At my college we have something called a “Field Work Term.”  It is an annual event when we get 7 weeks to explore the world and do things that are supposed to complement our studies.  Most Bennington students do odd hipster things like working at an Asian circus, woofing(living on someone’s farm in exchange for work) or being a manager for a local cult(you can’t make this stuff up!).  My usual FWT’s have included typical cliché theater student things like working at a theater, stage managing at a theater, looking at a theater etc.  But for some reason, my junior year, I ended up going on a different path.


I found “The National Eating Disorder Association” through some feminist browsing.  I did not really know what an eating disorder was, unless you count sketchy inaccurate gossip from high school about why some girl looked so skinny.  So I was sort of confused what I was applying for and therefore NEDA was not even on the top of my list for that FWT, but they seemed so nice and emailed me back super fast!  I like when people do that!

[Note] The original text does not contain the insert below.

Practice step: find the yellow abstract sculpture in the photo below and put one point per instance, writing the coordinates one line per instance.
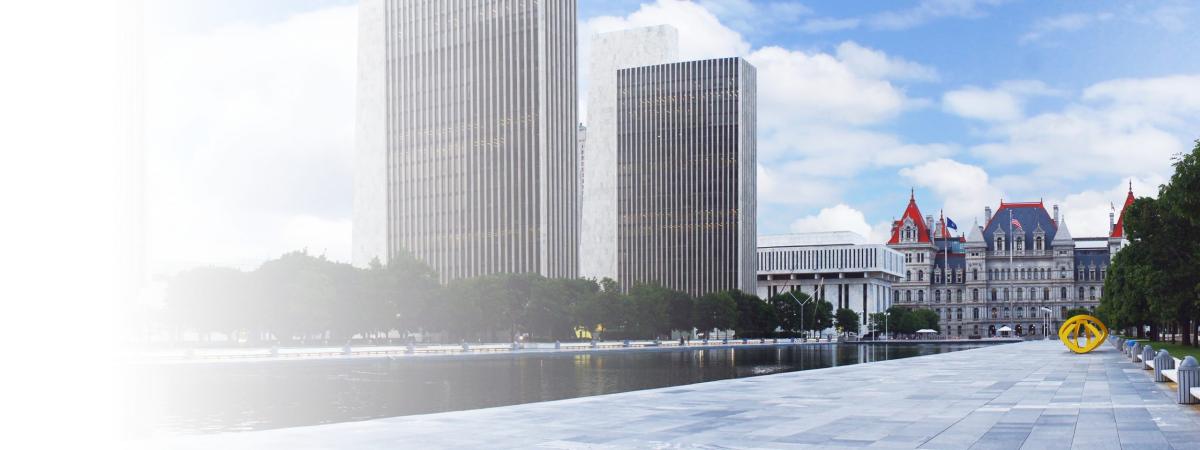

So for 7 weeks I worked at NEDA and got my mind blown slowly.  I remember when I first started training and overheard someone on the phone saying, “There’s more to life than your looks, you can free yourself from that harmful thinking.”  I was like, “What!?!?!”  I had never heard anyone talk about physical appearance in that way.  I grew up knowing I was chubby and up to that point one of my major life goals was to not be that.  I had played with numerous sketchy diets and “Lifestyle” eating plans but most of them got me back where I started.  I had never heard anyone give permission for someone to not focus on their looks and to accept them self as they are now.


As I learned more and more about eating disorders and beauty standards, I felt more and more empowered.  I could hope for more things in my life than just being thinner!  Now I know that could sound shallow, but lot of people, especially girls, are raised to focus on enhancing their body through dieting etc.  That was all I knew and I didn’t think there was a way out.


For the first time I learned that I could love my body as it was!  I could love that I had curves and I wasn’t flat chested and that I didn’t look like anyone else!  For the first time I stopped noticing other people’s bodies and whether they were socially acceptable.  I sifted through NEDA’s amazing library of books and read tons of feminist theory, books about eating disorder prevention and being body positive.  I was so excited I literally wanted to eat all of these books with glee!


For the first time in my life I was free.  And when I talked to other people on the phone, I was helping to free them.  I helped people to see there was another perspective.  I helped people to learn that they are beautiful, no matter what their friend or boyfriend says.  I would talk to people as young as 12, who had been dieting all day and wanted to call to see what an eating disorder was.  I felt so good knowing that I could empower others to be themselves.


For me being a feminist means confidence no matter what social rules tell you to believe or think about yourself.  Feminism for me felt like this super hero cape that I didn’t know I had. I am so excited to write for Paradigm Shift!!  Woot!